On April 10, 1912, when the RMS Titanic was about to sail from Southampton, Jessop was offered one of the 23 waitress positions on that transatlantic liner. Although she wanted to stay at RMS Olympic, the advice of family and friends, not to mention a better pay, the beauty and luxury of this boat, convinced her that it would be a great experience. Four days after we set sail, at 23:40 on April 14, 1912, the RMS Titanic hit an iceberg; Jessop was ordered to get on deck and talk calmly to third-class passengers whose language was Spanish. The RMS Titanic sank in the Atlantic Ocean, about 150 miles from Newfoundland. Of the 2228 people on board, 1523 died. Jessop was one of the 705 survivors to be saved in one of the boats, the n ° 16; the survivors endured hours of cold and anguish until being rescued by the RMS Carpathia.

They ordered me to go on deck. In a calm way, the passengers walked. I met with other waitresses, watching the women hugging their husbands before entering the boats with their children. A little later, an official of the Titanic ordered us to board the boat, at first, in order to show the women that it was safe. As the boat descended, an officer told me: “Miss Jessop, have this baby. And he threw a bundle in my lap.

Jessop continued in the White Star Line in the same position. The third vessel of the Olympic class, the HMHS Britannic, was launched to the sea in 1914, but in that same year the First World War had broken out and it was turned into a great hospital ship.
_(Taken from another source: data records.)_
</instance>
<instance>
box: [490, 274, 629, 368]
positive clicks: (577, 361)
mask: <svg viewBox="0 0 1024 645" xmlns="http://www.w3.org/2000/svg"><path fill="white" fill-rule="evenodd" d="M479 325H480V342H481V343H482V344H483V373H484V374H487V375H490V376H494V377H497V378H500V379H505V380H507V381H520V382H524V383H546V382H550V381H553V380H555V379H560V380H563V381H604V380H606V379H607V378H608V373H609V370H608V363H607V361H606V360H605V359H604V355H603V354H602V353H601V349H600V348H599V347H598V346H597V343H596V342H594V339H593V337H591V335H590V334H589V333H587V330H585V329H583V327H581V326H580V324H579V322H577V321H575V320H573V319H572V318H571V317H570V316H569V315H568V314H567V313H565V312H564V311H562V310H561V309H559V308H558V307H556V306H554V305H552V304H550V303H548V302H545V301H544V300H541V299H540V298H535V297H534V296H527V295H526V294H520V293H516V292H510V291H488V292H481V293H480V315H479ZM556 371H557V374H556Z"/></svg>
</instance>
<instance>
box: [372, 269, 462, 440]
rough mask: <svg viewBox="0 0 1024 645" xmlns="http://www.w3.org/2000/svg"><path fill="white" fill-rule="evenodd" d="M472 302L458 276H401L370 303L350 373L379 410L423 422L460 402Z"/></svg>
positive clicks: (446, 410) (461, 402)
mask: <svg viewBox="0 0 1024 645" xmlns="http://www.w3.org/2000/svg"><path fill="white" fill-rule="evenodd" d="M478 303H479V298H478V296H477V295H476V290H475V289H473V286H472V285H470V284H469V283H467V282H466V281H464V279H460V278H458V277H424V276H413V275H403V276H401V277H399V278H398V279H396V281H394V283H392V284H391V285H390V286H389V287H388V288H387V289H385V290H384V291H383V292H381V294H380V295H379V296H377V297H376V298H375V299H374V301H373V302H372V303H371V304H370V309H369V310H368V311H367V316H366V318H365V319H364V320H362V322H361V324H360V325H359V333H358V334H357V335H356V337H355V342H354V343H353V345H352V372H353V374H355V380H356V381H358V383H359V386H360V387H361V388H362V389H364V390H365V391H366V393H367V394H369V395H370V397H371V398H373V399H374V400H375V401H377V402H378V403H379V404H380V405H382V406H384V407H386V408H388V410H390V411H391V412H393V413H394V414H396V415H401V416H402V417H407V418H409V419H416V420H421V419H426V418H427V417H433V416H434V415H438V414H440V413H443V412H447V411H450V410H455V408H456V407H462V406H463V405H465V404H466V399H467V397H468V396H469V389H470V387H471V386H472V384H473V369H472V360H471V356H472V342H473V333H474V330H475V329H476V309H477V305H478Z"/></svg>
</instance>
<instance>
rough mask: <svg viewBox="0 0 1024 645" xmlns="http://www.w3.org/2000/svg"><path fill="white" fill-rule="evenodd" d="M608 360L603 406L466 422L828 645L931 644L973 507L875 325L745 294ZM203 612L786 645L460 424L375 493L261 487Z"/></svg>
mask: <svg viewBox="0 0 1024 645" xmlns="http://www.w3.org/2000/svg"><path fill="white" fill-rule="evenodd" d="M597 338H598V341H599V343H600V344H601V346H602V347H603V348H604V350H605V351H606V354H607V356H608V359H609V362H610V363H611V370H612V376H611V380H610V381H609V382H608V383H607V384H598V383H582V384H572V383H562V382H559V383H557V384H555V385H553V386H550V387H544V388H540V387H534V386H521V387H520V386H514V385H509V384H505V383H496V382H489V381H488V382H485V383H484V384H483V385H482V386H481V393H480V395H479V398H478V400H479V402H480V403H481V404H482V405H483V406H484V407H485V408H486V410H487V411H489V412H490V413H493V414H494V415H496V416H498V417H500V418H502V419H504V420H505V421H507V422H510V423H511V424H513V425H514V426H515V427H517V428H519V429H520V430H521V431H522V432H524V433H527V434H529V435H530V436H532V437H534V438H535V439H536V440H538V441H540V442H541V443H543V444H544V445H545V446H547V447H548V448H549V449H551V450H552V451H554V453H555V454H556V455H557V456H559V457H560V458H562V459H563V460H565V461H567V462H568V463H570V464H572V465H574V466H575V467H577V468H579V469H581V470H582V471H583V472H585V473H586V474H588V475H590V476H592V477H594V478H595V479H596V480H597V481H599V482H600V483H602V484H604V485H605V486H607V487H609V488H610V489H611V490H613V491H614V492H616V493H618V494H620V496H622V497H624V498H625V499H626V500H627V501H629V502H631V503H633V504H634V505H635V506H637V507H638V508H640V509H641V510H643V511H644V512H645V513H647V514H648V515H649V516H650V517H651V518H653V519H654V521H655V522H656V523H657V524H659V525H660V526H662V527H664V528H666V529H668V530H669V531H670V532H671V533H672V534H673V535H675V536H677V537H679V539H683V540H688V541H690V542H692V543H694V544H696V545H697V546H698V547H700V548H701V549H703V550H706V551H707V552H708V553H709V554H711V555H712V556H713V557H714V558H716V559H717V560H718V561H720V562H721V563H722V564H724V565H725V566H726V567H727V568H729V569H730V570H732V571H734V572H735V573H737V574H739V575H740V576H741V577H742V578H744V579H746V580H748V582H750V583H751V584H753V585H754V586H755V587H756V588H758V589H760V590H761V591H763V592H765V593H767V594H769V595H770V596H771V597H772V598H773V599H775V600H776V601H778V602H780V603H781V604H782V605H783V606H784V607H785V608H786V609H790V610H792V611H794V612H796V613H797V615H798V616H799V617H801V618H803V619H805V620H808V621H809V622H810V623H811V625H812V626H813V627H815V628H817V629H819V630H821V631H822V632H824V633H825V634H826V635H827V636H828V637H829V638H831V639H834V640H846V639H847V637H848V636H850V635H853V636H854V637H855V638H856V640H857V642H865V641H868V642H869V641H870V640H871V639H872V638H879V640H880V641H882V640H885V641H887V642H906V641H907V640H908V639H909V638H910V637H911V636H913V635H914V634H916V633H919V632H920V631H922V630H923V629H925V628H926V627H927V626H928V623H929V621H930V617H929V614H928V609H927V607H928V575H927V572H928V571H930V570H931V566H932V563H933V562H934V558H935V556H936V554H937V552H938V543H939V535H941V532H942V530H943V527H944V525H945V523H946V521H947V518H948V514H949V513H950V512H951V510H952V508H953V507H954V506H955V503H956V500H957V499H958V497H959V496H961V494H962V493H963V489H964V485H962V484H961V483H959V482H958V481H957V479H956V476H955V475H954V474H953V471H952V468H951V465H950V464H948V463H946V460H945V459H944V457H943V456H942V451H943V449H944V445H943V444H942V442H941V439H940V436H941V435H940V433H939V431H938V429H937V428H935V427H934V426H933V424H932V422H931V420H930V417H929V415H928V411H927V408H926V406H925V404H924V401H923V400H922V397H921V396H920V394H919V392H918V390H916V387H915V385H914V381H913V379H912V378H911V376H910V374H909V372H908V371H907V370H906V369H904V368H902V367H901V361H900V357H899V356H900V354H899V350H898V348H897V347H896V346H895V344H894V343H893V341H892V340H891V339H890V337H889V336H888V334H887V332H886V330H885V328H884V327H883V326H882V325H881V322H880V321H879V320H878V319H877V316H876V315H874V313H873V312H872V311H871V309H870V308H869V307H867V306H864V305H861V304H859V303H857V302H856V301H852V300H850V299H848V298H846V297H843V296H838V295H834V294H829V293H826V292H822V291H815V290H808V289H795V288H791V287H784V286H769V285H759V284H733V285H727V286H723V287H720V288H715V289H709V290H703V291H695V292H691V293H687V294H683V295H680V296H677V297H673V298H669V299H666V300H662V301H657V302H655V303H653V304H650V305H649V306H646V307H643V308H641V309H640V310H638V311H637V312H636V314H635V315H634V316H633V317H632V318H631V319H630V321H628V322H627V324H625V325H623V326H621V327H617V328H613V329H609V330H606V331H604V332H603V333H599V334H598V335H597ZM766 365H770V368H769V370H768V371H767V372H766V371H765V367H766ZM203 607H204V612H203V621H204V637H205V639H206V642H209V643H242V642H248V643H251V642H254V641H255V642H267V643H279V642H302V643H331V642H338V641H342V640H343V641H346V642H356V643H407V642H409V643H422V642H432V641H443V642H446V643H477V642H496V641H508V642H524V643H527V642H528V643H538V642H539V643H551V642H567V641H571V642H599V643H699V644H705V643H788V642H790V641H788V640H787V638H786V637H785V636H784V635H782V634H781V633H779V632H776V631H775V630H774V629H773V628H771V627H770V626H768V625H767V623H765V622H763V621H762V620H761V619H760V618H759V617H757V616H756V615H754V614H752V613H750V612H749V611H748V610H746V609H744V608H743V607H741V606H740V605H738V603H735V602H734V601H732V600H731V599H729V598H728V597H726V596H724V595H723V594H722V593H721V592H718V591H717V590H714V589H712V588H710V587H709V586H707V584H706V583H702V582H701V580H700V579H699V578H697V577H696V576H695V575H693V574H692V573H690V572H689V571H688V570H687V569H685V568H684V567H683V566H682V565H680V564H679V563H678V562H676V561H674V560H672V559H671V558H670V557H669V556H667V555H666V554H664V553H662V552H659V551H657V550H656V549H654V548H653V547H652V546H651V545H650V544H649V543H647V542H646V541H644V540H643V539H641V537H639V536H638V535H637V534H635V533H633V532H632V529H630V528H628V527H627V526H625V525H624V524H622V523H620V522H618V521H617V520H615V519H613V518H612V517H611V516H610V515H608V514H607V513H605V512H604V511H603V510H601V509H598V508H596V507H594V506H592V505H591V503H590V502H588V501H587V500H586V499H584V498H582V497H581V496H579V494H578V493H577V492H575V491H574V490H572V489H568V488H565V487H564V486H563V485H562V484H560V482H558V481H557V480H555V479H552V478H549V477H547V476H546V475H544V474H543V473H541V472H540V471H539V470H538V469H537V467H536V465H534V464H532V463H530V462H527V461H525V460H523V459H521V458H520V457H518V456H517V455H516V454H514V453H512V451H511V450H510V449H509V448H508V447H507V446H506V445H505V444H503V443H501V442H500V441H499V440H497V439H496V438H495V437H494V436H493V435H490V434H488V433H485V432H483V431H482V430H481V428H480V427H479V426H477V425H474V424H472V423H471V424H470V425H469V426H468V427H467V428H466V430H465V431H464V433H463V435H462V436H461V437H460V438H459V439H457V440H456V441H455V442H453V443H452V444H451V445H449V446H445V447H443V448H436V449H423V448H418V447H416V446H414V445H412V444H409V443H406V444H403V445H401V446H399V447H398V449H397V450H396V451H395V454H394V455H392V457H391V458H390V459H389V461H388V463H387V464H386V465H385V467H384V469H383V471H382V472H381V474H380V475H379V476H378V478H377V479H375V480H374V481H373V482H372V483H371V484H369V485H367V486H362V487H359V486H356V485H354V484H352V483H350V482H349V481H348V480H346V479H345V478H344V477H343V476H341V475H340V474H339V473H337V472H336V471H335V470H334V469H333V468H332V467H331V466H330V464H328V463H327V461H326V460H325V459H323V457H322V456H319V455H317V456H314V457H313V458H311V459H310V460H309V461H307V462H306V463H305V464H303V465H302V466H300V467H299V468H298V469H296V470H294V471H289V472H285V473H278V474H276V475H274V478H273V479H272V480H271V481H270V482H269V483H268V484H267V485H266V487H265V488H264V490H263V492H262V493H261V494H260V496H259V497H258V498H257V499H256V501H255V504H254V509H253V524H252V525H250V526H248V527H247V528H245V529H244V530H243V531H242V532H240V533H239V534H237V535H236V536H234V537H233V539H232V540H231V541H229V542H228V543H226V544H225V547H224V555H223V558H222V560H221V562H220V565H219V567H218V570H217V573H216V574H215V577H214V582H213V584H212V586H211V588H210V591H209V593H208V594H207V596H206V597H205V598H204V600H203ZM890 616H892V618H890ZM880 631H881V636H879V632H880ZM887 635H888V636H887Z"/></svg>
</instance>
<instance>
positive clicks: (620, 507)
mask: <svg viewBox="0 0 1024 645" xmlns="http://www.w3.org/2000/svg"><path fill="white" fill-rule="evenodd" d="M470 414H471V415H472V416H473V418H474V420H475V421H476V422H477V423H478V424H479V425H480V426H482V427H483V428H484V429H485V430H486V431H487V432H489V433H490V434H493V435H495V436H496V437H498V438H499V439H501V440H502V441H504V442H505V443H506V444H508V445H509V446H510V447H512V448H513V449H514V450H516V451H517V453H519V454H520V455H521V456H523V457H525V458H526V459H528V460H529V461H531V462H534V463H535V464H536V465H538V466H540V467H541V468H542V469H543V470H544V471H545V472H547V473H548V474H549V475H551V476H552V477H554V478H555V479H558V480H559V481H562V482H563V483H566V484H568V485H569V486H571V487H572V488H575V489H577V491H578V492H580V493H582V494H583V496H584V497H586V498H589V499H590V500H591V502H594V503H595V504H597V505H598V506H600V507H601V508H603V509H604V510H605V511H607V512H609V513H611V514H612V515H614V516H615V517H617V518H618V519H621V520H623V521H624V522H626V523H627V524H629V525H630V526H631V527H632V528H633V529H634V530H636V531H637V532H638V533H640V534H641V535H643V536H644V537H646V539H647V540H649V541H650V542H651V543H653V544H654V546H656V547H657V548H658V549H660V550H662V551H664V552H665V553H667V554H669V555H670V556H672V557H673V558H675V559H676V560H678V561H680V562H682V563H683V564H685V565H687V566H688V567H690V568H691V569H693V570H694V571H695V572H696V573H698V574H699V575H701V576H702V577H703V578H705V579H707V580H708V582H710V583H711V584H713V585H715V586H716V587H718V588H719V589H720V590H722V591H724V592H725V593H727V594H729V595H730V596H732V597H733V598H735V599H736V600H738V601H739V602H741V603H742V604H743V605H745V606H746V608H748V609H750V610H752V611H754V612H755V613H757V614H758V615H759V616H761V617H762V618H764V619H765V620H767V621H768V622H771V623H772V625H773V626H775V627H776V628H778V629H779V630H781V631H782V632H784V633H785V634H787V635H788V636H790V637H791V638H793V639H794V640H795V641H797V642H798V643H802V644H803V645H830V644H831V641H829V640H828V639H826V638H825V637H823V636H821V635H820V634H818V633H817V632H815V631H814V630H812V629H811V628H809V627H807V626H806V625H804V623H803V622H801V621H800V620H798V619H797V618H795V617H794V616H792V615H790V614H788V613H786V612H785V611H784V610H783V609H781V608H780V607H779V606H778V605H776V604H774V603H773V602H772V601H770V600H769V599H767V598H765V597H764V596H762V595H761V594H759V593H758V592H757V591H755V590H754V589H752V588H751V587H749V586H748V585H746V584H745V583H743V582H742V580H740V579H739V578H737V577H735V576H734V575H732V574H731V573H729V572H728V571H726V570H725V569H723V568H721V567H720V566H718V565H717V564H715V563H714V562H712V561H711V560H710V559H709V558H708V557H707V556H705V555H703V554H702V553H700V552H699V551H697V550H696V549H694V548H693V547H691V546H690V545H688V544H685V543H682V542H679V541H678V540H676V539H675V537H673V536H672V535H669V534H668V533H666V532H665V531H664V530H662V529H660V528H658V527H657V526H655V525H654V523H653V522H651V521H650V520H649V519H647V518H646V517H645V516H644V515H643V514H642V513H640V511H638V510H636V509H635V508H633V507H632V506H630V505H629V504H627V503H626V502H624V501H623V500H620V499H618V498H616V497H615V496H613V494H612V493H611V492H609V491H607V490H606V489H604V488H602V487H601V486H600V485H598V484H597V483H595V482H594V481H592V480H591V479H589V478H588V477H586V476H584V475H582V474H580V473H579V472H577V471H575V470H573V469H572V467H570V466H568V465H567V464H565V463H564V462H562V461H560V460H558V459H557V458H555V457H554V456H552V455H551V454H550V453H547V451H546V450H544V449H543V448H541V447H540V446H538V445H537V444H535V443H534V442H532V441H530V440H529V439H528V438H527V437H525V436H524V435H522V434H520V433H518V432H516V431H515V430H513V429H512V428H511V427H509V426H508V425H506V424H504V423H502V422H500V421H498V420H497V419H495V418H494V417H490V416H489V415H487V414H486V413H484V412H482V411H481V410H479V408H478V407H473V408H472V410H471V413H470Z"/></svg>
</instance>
Jessop joined the crew as a nurse. On November 21, 1916, the HMHS Britannic sailed on the Kea Canal, in the Aegean Sea. At dawn that day, a large explosion was heard, caused by a marine mine and, moments later, the prow of the ship began to sink to port.

Suddenly we heard a deafening noise. The whole room got up from their seats. It brought me not so distant memories of the ill-fated night of the Titanic.

She managed to be rescued by a lifeboat. The ship disappeared from the surface 55 minutes later.

He returned to England in 1917, and worked in a bank until 1920. He returned to the White Star Line aboard the reliable old man, RMS Olympic. In October 1923, at age 35, he married a merchant sailor named John James Lewis, 46, but he divorced shortly thereafter. In 1926, he began working for the Star Line Network, and made five cruises around the world. In 1934 he finished writing his memoirs, which were published only in 1997, by the decision of two of his nieces, and he returned to the Royal Mail Line in 1935, for which he worked until 1939.

Jessop retired in 1950, after 42 years of work, sold his house in Ealing and moved to the village of Great Ashfield in Suffolk. He devoted himself enthusiastically to gardening: in the land surrounding the house, he planted daffodils, tulips, roses and various vegetables. He also raised chickens, whose eggs he sold to make up for his modest pension, and died in May 1971 of heart failure.